Reference

Australia Enable AI

Release

australia

ft:locale

en-US

ft:publication_title

Australia Enable AI

ft:clusterId

platai

bundleId

platai

workflow

Platform

Reference for agentic evaluations

Release version: Australia

Updated March 18, 2026

1 minute to read

Find technical reference material for roles, metrics, and output formats of agentic evaluations.

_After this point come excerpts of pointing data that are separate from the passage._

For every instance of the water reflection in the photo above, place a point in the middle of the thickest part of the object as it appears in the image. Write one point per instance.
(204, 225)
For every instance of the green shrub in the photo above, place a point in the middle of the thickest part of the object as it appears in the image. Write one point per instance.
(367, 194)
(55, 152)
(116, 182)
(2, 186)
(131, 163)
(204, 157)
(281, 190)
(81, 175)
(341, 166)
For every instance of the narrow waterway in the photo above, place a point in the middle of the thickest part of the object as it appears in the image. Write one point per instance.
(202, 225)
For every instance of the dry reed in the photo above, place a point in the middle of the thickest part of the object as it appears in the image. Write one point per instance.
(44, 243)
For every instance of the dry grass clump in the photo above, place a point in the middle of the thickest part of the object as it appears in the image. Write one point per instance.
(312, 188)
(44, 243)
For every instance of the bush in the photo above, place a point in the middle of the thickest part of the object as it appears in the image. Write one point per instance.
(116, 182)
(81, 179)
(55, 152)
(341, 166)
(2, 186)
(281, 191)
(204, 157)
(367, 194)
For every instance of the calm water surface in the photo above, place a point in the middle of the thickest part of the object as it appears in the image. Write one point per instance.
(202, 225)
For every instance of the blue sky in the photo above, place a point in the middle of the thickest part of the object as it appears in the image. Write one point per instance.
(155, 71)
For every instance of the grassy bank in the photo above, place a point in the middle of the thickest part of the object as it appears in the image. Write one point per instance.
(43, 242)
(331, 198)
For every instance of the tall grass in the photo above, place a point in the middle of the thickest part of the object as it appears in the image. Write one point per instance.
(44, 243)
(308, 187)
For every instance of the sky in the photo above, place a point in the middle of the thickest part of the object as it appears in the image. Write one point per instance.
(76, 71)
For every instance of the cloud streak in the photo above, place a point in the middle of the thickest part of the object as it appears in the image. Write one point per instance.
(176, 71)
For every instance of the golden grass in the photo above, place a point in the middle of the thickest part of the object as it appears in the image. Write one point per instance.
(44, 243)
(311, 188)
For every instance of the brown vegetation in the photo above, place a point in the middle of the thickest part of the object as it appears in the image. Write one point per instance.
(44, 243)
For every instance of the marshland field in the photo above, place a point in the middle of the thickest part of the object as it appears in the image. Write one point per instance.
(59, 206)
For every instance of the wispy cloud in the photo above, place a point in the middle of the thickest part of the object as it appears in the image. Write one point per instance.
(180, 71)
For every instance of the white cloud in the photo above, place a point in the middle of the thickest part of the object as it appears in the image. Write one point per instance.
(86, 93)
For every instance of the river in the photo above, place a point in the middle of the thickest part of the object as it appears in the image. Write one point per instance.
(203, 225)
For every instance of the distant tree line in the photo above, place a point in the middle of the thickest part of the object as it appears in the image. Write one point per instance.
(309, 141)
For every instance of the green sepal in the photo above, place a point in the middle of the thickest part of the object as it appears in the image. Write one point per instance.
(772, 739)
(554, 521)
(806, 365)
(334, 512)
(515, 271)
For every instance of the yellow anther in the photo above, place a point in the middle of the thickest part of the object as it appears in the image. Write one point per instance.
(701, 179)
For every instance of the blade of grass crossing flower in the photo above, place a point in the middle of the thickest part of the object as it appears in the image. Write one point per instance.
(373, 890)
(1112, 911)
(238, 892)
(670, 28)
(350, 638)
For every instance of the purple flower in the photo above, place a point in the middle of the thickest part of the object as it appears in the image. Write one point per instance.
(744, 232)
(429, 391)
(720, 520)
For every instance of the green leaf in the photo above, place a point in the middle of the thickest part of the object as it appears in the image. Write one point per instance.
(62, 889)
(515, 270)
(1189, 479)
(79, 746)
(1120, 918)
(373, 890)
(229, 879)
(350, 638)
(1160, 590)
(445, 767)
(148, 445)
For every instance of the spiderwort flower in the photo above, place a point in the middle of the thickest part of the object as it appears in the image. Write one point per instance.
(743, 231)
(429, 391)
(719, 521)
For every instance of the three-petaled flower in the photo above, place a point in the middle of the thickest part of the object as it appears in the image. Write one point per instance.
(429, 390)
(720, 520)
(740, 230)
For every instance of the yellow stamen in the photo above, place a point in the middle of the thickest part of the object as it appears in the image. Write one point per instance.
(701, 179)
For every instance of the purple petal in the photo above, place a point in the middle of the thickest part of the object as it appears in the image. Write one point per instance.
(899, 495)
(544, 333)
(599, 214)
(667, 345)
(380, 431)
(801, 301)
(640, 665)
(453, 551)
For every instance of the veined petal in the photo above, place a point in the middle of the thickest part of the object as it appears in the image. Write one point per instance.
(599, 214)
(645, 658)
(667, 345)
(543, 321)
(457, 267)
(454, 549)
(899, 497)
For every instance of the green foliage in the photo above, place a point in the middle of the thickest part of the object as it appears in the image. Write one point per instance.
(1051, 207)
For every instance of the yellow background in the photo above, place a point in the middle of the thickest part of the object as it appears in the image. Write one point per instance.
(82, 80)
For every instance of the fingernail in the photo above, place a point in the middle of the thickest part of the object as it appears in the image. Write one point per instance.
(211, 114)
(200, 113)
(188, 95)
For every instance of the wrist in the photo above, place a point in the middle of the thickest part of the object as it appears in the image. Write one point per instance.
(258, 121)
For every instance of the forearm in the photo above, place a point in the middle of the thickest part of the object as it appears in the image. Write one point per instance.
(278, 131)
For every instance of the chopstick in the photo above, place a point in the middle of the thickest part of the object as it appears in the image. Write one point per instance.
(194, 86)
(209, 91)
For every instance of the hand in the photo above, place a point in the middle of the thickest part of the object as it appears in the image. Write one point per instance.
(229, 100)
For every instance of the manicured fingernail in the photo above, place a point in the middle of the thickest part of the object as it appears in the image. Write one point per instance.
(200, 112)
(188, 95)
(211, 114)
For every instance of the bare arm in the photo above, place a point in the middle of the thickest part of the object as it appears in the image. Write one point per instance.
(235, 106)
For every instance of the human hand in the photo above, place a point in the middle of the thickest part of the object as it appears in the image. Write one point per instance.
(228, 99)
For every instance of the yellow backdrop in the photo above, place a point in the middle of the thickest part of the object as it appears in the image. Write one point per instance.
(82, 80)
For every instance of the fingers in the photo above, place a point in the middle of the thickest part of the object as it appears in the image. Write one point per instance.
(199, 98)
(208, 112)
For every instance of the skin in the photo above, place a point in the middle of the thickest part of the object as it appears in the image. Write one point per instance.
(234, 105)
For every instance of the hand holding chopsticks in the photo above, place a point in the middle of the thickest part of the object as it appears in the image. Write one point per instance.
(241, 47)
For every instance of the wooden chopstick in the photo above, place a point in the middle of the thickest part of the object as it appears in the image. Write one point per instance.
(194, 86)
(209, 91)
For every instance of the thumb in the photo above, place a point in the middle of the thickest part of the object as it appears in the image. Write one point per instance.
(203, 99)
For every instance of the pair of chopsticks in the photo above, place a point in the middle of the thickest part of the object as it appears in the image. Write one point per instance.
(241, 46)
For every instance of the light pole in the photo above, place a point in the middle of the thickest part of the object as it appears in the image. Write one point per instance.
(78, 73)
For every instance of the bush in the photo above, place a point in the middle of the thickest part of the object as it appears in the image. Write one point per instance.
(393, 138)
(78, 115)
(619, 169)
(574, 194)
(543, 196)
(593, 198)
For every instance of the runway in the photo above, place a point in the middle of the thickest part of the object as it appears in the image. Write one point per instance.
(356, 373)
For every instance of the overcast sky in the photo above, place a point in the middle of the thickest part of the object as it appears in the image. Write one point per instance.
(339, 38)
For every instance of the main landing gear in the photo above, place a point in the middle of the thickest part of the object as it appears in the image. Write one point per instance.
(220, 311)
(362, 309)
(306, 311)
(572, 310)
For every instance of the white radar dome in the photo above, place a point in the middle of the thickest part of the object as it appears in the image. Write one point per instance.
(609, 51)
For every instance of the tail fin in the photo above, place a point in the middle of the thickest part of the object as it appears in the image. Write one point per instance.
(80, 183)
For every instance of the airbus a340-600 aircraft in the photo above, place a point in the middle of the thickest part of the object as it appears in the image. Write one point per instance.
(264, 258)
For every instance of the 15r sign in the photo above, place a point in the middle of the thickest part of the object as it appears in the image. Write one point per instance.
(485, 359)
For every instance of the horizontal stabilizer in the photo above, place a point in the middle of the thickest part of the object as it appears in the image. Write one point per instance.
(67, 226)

Table 1. Standard metrics available
Metric	What it measures	Ground truth required
Task completeness	Whether the agentic AI asset fully addresses the user need.	Optional
Response accuracy	Whether the agentic AI asset's response is factually accurate	Recommended
Groundedness	Whether the agentic AI asset's response is grounded in the specific context of the task	No
Coherence	Whether the agentic AI asset's response is logically structured and clear	No
Tool use accuracy	Whether the agentic AI asset selected and used the correct tool to execute its tasks	Optional
Goal adherence	Whether the agentic AI asset stayed within its defined scope and instructions	No

Issues are broken down by behavior. Each metric has its own issues identified separately.

Table 2. Issue categories
Category	Agentic AI asset behavior
Incomplete response	Response failed to address the user's full request
Factual error	Response contained content that isn't factually correct
Hallucination	Response contained content not grounded in the specific context of the request
Incoherent output	Response was disorganized or difficult to understand
Incorrect tool use	Selected the wrong tool or passed incorrect parameters to a tool
Scope violation	Responded to a request outside its defined operating scope

Table 3. Data requirements for datasets in agentic evaluations
Requirement	Description
Minimum test cases	A minimum number of test cases is required per run. The specific metrics you are using for the run may have their own minimum test cases. Ensure that your dataset meets the requirements for all metrics.
Supported formats	CSV and structured JSON are supported.
Ground truth field	If you're using a ground truth, it must be provided as a separate field in the dataset. The ground truth field must be aligned to each test case individually.
Data representativeness	Datasets should reflect all of the tasks that the AI agent or agentic workflow will handle. Include edge cases and failure-prone scenarios to help ensure that you're testing against common real-world scenarios.